|
World Scripture Ⅱ
Part Two - Sin and Salvation
Chapter 6 - Evil, Sin and the Human Fall
5) Inherited Sin and Karma
Religions often explain differences in people’s fortunes and native endowments as the consequence of an inheritance from the past. It is conceived in two ways, either as karma from past lives or as the sins of the fathers visited on their descendants. These doctrines encourage people to accept their lot in life and suffer it patiently, in order to expiate past deeds and earn merit for the benefit of future generations.

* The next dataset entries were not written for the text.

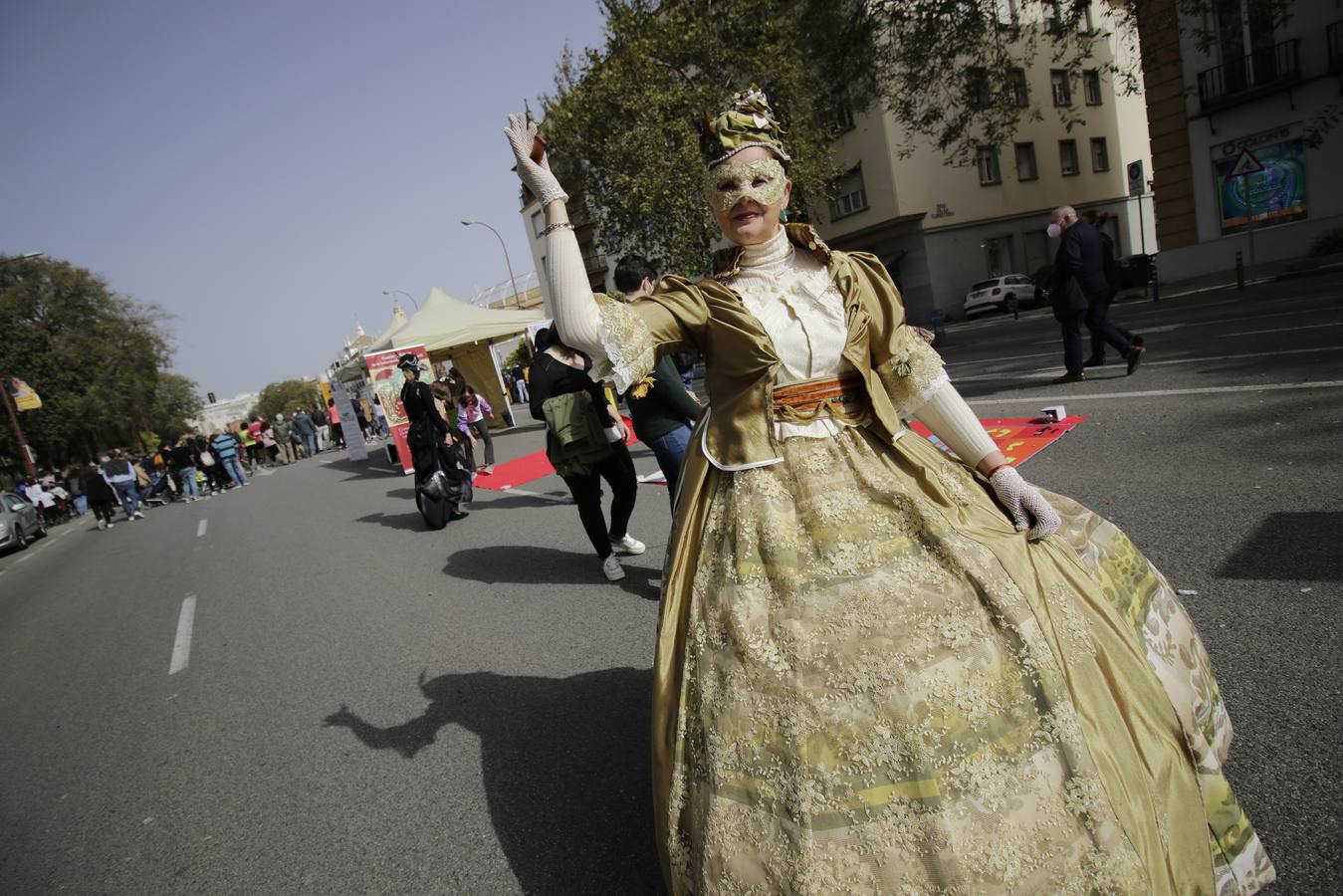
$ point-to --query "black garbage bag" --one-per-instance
(442, 481)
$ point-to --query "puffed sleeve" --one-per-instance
(637, 335)
(908, 367)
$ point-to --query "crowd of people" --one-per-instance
(192, 468)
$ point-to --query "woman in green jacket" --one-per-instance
(878, 668)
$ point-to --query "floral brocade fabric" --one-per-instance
(872, 703)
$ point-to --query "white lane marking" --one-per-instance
(535, 495)
(1209, 389)
(1050, 372)
(1280, 330)
(181, 645)
(1010, 357)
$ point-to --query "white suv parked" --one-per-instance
(998, 292)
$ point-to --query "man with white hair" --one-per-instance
(1077, 284)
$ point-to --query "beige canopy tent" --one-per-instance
(460, 335)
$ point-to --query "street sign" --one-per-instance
(1135, 177)
(1245, 164)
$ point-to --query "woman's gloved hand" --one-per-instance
(536, 176)
(1024, 504)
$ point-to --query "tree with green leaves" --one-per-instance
(96, 357)
(284, 396)
(619, 121)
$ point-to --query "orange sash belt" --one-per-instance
(843, 398)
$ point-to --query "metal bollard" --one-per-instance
(939, 331)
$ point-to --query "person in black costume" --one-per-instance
(433, 443)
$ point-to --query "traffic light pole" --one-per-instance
(18, 433)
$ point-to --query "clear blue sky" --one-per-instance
(265, 169)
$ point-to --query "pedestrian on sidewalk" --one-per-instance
(1078, 283)
(284, 439)
(121, 476)
(380, 415)
(337, 435)
(184, 464)
(307, 429)
(558, 371)
(661, 407)
(1097, 311)
(472, 414)
(226, 449)
(100, 495)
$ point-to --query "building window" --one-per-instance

Karma means action, specifically one’s own actions committed either in this life or in past lives. In Hinduism and Buddhism, religions that hold to a belief in reincarnation, it is taught that people are bound to reap the fruit of their actions in another lifetime. However, these religions part company over whether a person’s situation is fated by karma. For Hinduism indeed it is. Karma determines one’s present circumstances. Hence inequalities of wealth, race, gender or caste are only apparent; in fact the universe is absolutely just and fair. Buddhism, on the other hand, denies that karma is a deterministic principle. As but one of the twenty-four factors (paccaya) that condition a person’s life, karma need not be actualized when other conditions are fulfilled. Through spiritual discipline and meditative practice, a Buddhist aspirant seeks to attain liberation and be released from the bonds of karma.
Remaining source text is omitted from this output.